Misselden supported William Laud's schemes for bringing the practice of the English congregations abroad into conformity with that of the Church of England. The merchant adventurers at Delft were strongly presbyterian, and John Forbes, their preacher, exercised great influence. Misselden's attempts to impose the Book of Common Prayer were met by plots to eject him from his position, and he and Forbes were bitterly opposed. He was ultimately turned out, and the company chose in his place Samuel Avery, a presbyterian.

Two years later (1635) abortive attempts were made to obtain his election as deputy-governor at Rotterdam, and Charles I addressed a letter to the Merchant Adventurers' Company vainly recommending them to deprive Robert Edwards who was in the post. Behind this lay the fact that Missenden had furnished Philip Burlamachi with large sums for the king's service, and in May 1633, £13,000 remained unpaid.

Misselden was subsequently employed by the Merchant Adventurers' Company on missions. Around 1650 he was in Hamburg, and tried to make himself useful to the Parliamentary regime; but his reputation as a royalist told against him.

==Writings==
Misselden's economic writings were prompted mainly by the appointment of the standing commission on trade (1622). In his Free Trade, or the Means to make Trade flourish, London, 1622, he discussed the causes of the alleged decay of trade, which he attributed to excessive consumption of foreign commodities, exportation of bullion by the East India Company, and defective searching in the cloth trade. His object appears to have been to disarm the opposition to the regulated companies, especially the Merchant Adventurers', and turn it against the joint-stock associations.
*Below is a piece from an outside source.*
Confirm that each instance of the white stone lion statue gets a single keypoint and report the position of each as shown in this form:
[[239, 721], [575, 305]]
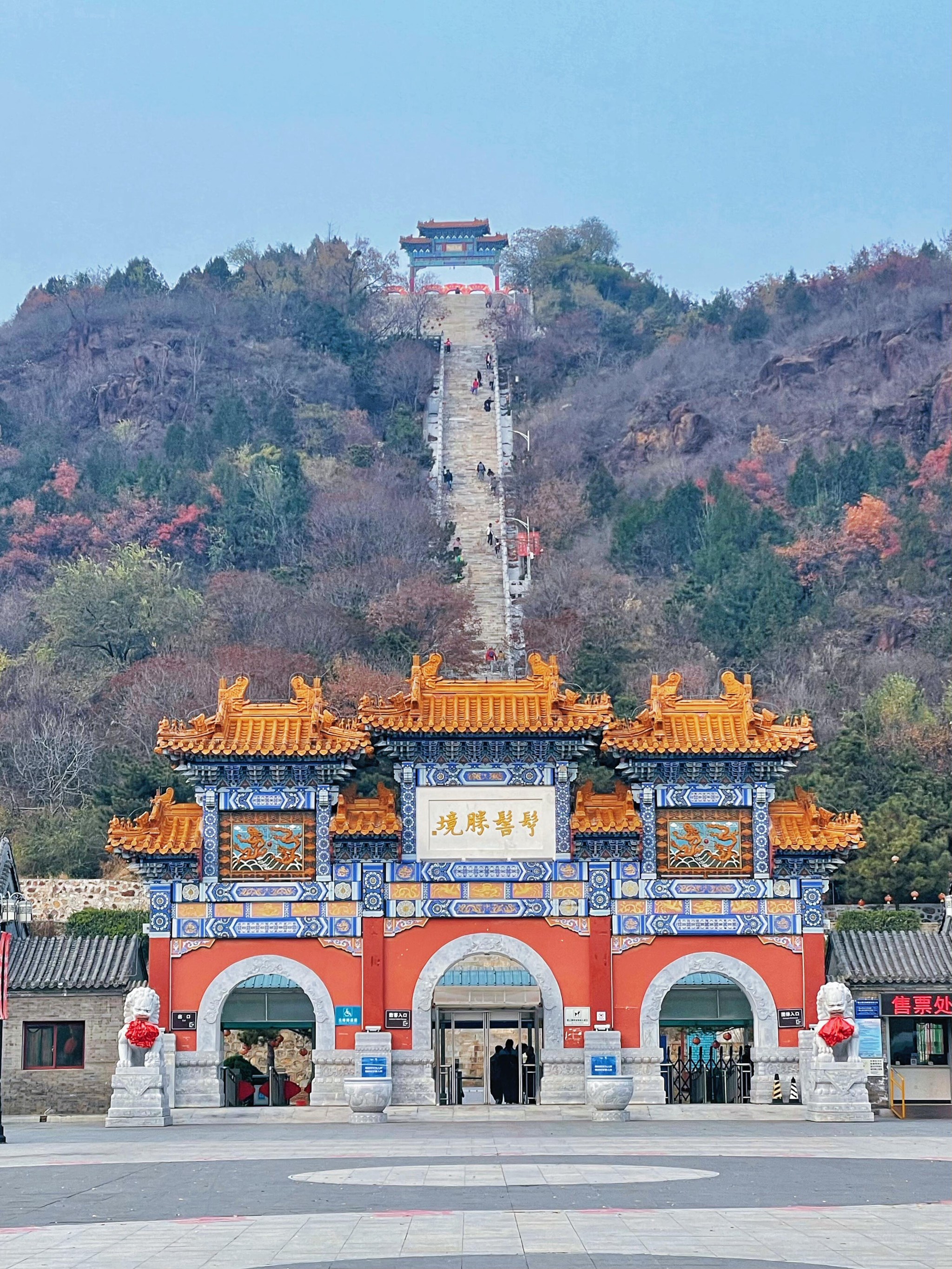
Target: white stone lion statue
[[837, 1017], [140, 1038]]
The views he put forth on the East India trade were inconsistent with those he advocated in the following year. Gerard Malynes immediately attacked his pamphlet, opposing the principles of foreign exchange. In reply Misselden published The Circle of Commerce, or the Ballance of Trade, in Defence of Free Trade, opposed to Malynes' " Little Fish and his Great Whale," and poized against them in the Scale, London, 1623. After dealing with Malynes's views, and stating a theory of exchange, he discussed the balance of trade. He defended the exportation of bullion on the ground that by the re-exportation of the commodities the country was thus enabled to purchase, the treasure of the nation was augmented. His theory of the balance of trade is similar to that later developed by Thomas Mun.